Sustainable Feed

Sustainable feed

An important aspect of the collaboration with farmers and nutritionists is the composition of feed to ensure the best possible health for chickens and the most effective use of feed.

All feed is made from vegetables and careful planning goes into the use of several ingredients in the composition of the feed, with wheat and soya being the major components. We are studying the possibility of replacing a proportion of imported soya that is traditionally used as a feed protein with alternative local protein sources.

Our position on GMO

Opinions differ about the issue of GMO (genetically modified organisms, in this case soya and corn) in feed and its use is widely discussed. Scandi Standard has chosen to adhere to local opinions and therefore requires GMO-free feed in Sweden, Norway and Finland.

Feed efficiency

Chicken rearing is very resource-efficient compared with the rearing of other animals. For example, the amount of feed and the level of the impact on the climate are much higher in the production of pork and beef.
Feed efficiency is one of the most important indicators for optimising the rearing process. Chickens are very effective at converting feed into meat, and these are direct indicators of the quality of the ingredients and the feed, and of the level of care for the chickens.

Feed conversion rate (FCR), kg feed/kg live weight


The diagram below indicates feed efficiency when rearing different kinds of animals, measuring the amount of feed in relation to growth (the weight is the live weight). The figures should be seen as the mean value of the feed conversion rate (FCR) ascertained from several published sources. An improvement in feed efficiency (lower value) saves natural resources and costs at several stages: less cultivated land, transport, lower energy use for producing feed and less water consumption throughout the value chain.

Alternatives to imported soy

At present some 20 percent or just over 100,000 tonnes of the feed that our chickens receive currently consists of imported soya. Requirements for good quality, traceability and responsible production are set through various third-party certifications such as RTRS and ProTerra.

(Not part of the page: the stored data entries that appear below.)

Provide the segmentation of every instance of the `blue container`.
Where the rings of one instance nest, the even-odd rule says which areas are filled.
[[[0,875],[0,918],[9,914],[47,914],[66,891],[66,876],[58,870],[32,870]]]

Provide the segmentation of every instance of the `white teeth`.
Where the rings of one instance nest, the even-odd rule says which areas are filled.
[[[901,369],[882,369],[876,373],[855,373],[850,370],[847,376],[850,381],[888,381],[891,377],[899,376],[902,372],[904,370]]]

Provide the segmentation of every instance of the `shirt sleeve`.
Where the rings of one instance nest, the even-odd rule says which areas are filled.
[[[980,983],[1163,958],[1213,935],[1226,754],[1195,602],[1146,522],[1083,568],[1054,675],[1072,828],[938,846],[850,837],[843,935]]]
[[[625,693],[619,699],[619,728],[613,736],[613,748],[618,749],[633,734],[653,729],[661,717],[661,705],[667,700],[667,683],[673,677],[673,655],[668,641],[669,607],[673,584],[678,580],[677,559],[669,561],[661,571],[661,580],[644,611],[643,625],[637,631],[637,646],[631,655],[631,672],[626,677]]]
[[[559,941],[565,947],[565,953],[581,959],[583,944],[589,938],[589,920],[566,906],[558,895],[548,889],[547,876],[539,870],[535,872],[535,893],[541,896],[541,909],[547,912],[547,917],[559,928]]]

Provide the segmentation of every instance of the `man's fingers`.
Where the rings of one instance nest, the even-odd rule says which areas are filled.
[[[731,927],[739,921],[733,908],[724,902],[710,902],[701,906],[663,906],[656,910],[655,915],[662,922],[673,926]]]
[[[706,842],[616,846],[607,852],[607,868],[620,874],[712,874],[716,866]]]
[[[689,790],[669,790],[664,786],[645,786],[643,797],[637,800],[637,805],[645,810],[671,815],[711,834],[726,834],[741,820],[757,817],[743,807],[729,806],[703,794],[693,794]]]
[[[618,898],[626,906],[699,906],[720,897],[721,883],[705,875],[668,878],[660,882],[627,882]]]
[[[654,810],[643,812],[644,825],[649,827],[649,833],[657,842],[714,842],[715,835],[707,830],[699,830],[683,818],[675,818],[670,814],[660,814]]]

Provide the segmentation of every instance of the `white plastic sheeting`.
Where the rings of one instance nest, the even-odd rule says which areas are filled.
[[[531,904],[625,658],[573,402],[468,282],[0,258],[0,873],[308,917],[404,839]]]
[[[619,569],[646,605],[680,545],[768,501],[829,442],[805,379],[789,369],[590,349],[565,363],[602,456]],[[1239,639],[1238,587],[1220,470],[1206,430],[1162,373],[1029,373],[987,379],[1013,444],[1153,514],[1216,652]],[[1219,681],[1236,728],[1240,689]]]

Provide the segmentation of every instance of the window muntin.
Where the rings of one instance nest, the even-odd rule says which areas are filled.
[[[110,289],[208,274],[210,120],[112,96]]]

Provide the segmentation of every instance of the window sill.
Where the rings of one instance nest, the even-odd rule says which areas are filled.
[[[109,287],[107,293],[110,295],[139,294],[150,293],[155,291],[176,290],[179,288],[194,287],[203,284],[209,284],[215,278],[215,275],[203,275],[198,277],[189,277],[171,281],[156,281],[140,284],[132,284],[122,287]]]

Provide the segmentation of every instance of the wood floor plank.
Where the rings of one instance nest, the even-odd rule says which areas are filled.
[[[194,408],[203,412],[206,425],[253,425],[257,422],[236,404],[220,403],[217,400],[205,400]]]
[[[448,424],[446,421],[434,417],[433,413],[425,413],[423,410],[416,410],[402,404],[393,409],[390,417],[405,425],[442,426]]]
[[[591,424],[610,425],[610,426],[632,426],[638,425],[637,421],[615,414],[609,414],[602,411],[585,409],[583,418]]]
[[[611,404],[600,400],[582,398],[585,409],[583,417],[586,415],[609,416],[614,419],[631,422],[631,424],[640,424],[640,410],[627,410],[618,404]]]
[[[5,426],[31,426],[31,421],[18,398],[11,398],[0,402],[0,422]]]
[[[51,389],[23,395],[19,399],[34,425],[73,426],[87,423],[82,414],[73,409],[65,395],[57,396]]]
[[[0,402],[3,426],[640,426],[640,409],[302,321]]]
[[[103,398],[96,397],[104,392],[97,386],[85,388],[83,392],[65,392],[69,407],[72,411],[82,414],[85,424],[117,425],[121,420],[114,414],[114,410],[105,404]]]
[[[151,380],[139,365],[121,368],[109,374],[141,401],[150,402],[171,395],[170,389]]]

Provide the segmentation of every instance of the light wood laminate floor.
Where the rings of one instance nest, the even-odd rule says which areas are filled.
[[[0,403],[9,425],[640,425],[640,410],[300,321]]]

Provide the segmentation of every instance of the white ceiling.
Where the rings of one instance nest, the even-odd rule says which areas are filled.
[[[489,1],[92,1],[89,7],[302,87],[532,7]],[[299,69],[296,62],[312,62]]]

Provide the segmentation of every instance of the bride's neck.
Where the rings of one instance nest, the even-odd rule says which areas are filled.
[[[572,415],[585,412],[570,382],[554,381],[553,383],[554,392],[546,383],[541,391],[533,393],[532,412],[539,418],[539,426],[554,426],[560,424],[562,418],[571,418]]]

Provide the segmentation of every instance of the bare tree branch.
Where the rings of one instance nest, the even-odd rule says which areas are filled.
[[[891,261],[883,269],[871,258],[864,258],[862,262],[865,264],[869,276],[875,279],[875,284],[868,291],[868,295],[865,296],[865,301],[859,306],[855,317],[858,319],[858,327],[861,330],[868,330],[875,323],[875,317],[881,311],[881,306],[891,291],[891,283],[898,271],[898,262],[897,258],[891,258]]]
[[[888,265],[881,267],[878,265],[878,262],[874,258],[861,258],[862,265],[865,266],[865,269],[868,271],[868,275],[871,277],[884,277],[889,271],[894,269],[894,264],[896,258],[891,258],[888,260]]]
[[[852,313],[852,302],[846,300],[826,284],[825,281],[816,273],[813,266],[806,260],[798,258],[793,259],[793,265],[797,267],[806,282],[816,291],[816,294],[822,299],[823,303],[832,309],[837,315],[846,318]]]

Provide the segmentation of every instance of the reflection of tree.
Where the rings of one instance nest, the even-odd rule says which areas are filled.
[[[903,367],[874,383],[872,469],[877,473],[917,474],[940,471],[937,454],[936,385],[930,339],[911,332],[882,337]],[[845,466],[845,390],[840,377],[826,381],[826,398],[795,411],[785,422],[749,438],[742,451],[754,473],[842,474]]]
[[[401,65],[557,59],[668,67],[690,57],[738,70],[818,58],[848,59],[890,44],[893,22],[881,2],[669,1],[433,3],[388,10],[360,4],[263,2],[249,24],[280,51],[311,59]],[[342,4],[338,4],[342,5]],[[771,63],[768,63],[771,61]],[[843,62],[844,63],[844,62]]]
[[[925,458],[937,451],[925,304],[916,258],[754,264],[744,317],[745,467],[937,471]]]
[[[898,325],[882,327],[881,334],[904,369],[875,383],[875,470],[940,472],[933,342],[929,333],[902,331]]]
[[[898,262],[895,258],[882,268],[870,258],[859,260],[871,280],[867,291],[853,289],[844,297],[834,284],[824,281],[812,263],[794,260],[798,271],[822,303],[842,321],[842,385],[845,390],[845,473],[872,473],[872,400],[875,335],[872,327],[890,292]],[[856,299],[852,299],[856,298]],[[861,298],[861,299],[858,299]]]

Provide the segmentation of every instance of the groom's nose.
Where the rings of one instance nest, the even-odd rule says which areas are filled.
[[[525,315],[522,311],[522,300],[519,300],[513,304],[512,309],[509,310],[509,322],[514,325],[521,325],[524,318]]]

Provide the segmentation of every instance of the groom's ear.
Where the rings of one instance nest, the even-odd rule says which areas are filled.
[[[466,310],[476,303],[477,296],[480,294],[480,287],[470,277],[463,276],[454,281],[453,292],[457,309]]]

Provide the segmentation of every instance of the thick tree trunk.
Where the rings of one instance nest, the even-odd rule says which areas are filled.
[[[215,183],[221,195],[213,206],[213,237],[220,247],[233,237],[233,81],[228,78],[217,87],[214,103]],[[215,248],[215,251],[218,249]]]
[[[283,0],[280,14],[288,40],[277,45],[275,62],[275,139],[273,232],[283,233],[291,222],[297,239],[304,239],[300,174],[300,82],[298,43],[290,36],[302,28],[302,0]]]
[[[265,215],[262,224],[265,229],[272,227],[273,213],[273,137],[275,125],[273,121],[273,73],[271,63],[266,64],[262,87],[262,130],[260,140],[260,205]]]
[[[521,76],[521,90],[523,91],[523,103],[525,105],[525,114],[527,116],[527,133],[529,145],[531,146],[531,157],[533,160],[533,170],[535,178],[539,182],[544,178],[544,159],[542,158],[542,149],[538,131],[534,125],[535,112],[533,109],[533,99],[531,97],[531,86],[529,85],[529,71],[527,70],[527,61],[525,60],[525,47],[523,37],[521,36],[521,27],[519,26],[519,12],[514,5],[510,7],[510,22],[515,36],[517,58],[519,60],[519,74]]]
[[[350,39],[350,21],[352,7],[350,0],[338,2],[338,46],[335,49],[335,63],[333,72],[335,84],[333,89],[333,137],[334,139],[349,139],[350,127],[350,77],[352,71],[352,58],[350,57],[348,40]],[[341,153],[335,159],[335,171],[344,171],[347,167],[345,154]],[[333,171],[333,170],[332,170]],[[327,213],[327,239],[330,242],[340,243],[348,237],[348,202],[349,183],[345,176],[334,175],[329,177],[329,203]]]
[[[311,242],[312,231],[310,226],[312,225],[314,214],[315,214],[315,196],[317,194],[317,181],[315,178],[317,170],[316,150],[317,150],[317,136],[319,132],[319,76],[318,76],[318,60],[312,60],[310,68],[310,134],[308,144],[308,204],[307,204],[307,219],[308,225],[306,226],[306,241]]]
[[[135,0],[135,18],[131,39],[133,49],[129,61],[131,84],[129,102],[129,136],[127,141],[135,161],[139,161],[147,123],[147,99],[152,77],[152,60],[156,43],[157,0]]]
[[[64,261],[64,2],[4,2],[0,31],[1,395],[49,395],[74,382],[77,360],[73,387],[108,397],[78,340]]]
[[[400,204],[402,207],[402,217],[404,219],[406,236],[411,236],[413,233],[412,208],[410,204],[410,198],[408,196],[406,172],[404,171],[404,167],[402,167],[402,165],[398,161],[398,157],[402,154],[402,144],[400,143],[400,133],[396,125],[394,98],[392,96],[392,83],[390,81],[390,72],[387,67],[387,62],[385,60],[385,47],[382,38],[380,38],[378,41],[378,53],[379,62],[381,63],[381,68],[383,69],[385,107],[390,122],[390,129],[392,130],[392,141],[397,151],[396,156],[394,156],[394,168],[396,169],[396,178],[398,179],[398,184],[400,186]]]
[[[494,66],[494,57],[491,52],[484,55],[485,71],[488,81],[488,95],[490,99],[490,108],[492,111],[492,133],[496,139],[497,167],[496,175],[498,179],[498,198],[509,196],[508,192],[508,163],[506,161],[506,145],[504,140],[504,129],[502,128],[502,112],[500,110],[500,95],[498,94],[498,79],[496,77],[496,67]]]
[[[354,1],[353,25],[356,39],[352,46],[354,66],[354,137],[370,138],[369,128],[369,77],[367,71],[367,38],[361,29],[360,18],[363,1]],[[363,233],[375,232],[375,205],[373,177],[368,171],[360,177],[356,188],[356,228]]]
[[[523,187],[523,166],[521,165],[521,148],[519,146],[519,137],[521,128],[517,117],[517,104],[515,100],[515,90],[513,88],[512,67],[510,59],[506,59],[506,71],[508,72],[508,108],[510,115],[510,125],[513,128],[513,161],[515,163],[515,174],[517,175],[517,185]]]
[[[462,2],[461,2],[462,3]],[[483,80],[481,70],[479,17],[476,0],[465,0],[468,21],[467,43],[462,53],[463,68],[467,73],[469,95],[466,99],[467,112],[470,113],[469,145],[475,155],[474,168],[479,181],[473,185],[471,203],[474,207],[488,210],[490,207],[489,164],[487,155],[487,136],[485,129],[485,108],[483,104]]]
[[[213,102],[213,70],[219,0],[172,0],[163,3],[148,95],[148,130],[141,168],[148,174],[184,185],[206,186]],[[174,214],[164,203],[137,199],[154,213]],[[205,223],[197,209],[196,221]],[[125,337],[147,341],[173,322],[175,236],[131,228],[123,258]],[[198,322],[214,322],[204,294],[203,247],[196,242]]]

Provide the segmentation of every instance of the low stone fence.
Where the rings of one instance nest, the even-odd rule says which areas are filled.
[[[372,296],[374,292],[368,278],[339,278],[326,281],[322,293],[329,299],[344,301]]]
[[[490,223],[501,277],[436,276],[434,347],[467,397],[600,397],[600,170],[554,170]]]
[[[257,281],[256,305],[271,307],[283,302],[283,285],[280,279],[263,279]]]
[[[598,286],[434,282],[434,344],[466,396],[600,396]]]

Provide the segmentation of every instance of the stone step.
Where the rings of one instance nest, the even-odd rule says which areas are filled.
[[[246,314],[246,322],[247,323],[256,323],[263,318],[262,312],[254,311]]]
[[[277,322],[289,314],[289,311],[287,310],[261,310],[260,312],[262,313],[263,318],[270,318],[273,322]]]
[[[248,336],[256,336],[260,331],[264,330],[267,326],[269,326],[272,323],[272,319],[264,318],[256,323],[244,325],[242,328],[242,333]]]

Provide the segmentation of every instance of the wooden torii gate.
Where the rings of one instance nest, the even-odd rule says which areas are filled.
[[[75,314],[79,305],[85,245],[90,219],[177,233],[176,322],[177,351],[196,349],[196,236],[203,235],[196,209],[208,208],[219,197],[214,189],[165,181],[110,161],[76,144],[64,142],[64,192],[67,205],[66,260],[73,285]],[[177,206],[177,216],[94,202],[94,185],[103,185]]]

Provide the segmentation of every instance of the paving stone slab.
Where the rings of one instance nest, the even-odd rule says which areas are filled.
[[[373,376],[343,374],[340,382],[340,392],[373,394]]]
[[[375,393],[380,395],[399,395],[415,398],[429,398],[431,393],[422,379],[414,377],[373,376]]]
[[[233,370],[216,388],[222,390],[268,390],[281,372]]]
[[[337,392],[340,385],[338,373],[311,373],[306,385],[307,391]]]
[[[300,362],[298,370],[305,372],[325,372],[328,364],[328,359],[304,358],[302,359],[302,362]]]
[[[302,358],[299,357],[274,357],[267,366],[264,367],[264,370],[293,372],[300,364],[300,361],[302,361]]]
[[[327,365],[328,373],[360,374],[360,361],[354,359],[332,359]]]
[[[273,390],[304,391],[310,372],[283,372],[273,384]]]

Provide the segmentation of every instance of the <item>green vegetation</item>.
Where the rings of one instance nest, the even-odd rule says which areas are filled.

Our long-term goal is to replace imported soya that is traditionally used as a feed protein with other, local protein sources. This is because there are better options from an environmental and animal welfare perspective, which at the same time also promote local agricultural production. A strategic development project has been operating since 2019 together with feed specialists to develop and test new feed mixes, where a significant part of the soya is replaced by locally sourced beans.